Toplumsal cinsiyet şiddeti farklı biçimler alsa da kapitalist toplumsal ilişkilerin sonucudur ve dolayısıyla bugün feminizm her zamankinden daha fazla antikapitalist bir karaktere bürünmelidir. Tüketiciliği pompalayarak kendine yeni bir pazar yaratan ticari feminizmle de liberal feminizmle de aralarına mesafe koyan Arruzza, Bhattacharya ve Fraser ‘%99 İçin Feminizm Bir Manifesto’ kitabında kürtajdan bakıma, sağlıktan barınmaya, şiddetten cinselliğe kadar pek çok sorunu ele alıyor. On dört dilde yayınlanan manifestoda, kapitalizmin kâr hırsının temelde kadınların sömürüsü üzerine inşa edildiği de gözler önüne seriliyor.

FEMİNİZM HERKES İÇİNDİR

TUTKULU POLİTİKA

Bell Hooks

BGST Yayınları

Bell Hooks ‘Feminizm Herkes İçindir’ kitabında popüler kültürde ve medyada feminizmle ilgili üretilen yanlış tanımların üzerine gidiyor. Feminizmin yalnızca erkek karşıtlığı olduğu yönündeki önyargıları kırmayı amaçlıyor. Feminizmin cinsiyetçiliği, cinsiyetçi sömürüyü ve baskıyı sona erdirmeye çalışan bir hareket olduğunu gösteriyor.

SIFIR NOKTASINDAKİ KADIN 

Neval El Seddavi 

Metis Yayınları 

Umutsuz, çaresiz, ölümle yaşam arasındaki sınırda bir kadın. Sıfır noktasında. Neval El Seddavi, ölüm hücresinde Mısırlı fahişe Firdevs'le konuşuyor. Firdevs'in anlattığı yaşam öyküsü,  bu dünyada kadın olmanın ne anlama geldiğini ve bir kadının toplum tarafından fahişe olmaya nasıl zorlandığının öyküsü

MİNİK KİTAP KURTLARI NE OKUSUN?

OKUMAK İSTİYORUM

Aisha Saeed

Beyaz Balina Yayınları

Emel, Pakistan’ın küçük bir köyünde yaşayan on iki yaşındaki bir kız çocuğudur. En büyük hayali, eğitimini tamamlayıp öğretmen olmaktır. Bu, kız çocuklarının okula gönderilmek yerine ev işi yapıp çocuk bakmaya mahkûm edildiği bir toplumda gerçekleşmesi zor bir hayaldir. Küçük bir kızın okumak için mücadelesi Beyaz Balina Yayınları’ndan çıkan ‘Okumak İstiyorum’ kitabında.
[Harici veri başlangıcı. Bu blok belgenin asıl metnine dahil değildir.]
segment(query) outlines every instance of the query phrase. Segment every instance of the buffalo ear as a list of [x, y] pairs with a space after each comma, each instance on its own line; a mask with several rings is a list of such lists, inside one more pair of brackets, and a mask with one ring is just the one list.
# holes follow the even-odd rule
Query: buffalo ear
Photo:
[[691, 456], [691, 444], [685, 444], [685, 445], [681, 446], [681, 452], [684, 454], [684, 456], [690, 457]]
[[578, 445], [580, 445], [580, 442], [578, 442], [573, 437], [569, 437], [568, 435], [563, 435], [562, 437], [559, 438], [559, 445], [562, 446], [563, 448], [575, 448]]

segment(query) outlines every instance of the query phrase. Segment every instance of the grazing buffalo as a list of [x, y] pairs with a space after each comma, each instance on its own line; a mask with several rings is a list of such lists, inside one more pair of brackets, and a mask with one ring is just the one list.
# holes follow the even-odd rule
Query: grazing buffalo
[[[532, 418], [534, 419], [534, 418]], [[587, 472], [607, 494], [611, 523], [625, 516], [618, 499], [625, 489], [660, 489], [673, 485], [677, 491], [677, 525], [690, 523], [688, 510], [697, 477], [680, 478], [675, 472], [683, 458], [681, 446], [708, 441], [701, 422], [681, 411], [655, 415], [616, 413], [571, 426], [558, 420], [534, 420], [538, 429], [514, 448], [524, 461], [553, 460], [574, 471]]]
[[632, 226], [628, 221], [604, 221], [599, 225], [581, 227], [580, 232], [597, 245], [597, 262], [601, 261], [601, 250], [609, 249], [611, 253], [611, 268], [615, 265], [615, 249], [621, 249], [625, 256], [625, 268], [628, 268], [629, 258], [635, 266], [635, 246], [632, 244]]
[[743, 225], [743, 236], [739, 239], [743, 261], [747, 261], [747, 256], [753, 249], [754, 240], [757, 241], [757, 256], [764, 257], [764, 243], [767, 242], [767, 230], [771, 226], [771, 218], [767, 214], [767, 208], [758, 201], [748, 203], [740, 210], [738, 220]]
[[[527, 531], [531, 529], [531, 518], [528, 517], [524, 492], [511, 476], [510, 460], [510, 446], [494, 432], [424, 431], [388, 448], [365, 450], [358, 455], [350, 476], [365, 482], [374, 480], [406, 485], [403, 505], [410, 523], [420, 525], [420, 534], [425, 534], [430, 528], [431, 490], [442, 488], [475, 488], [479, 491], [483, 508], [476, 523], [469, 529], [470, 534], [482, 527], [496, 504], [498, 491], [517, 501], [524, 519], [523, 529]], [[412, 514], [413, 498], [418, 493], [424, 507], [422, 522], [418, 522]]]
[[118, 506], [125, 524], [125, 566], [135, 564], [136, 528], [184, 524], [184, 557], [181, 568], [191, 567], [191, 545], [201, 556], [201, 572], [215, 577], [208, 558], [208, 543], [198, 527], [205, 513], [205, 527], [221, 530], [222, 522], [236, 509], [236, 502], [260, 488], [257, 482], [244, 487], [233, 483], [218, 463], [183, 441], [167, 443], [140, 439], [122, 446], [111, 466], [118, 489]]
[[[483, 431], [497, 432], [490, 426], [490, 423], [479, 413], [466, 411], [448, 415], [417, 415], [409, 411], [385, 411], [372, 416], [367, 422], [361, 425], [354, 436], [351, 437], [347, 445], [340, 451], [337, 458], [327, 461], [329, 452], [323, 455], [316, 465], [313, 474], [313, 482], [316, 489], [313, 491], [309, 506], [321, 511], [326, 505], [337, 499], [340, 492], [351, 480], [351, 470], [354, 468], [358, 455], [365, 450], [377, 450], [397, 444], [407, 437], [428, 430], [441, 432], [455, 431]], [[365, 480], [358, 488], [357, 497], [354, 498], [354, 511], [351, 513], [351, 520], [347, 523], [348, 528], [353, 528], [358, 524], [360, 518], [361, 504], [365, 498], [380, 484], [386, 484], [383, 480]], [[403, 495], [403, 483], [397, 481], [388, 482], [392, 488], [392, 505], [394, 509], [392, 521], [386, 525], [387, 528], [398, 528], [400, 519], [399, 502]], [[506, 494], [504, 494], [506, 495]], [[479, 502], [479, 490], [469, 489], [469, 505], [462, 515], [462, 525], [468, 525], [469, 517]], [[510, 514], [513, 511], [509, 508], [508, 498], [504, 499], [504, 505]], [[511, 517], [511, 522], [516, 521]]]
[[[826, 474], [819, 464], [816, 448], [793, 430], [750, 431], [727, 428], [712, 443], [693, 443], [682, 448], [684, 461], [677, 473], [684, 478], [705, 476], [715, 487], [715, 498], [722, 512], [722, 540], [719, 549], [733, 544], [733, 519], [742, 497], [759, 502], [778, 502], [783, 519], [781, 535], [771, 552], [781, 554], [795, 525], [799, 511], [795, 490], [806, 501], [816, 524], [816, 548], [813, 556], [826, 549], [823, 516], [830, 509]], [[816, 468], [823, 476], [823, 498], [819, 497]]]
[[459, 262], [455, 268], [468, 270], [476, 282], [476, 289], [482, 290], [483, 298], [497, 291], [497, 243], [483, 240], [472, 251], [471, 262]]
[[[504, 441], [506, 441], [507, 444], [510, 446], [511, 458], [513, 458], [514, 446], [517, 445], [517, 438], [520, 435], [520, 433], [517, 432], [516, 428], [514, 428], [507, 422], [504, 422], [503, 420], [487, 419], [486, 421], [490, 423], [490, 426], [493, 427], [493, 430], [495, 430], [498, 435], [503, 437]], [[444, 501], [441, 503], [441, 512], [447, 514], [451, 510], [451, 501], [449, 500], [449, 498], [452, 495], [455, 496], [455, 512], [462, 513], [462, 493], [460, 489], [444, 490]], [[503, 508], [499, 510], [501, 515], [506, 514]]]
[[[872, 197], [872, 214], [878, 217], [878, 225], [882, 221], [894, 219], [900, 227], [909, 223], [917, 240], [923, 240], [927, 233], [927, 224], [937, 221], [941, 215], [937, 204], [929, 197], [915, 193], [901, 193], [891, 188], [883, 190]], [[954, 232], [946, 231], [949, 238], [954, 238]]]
ASİ KIZLARA UYKUDAN ÖNCE HİKÂYELER

TÜRKİYE’DEN 100 OLAĞANÜSTÜ KADININ MASALI

Ayşegül Gürsel, Ümran Özbalcı

Hep Kitap

Hep Kitap’ın yayınladığı ‘Asi Kızlara Uykudan Önce Hikâyeler’ serisini hepimiz çok sevmiştik. Türkiye'den 100 kadının hikâyesinin yer aldığı kitaptaMüzeyyen Senar, Nene Hatun, Ayşen Gruda, Leylâ Erbil, Ümmiye Koçak, Canan Dağdeviren gibi kız çocuklarına örnek olacak isimler var.

ÖZGÜR OLAN VE OLMAYAN

Brigitte Labné, Michel Puech

Günışığı Kitaplığı

Günışığı Kitaplığı’ndan çıkan ‘Çıtır Çıtır Felsefe’ serisi çocukları, öğretmenleri, anne babaları farklı kavramlar üzerine düşünmeye davet ediyor. Çocukları doğru sorular sorarak düşündüren serinin dokuzuncu kitabında özgürlük kavramı tartışılıyor.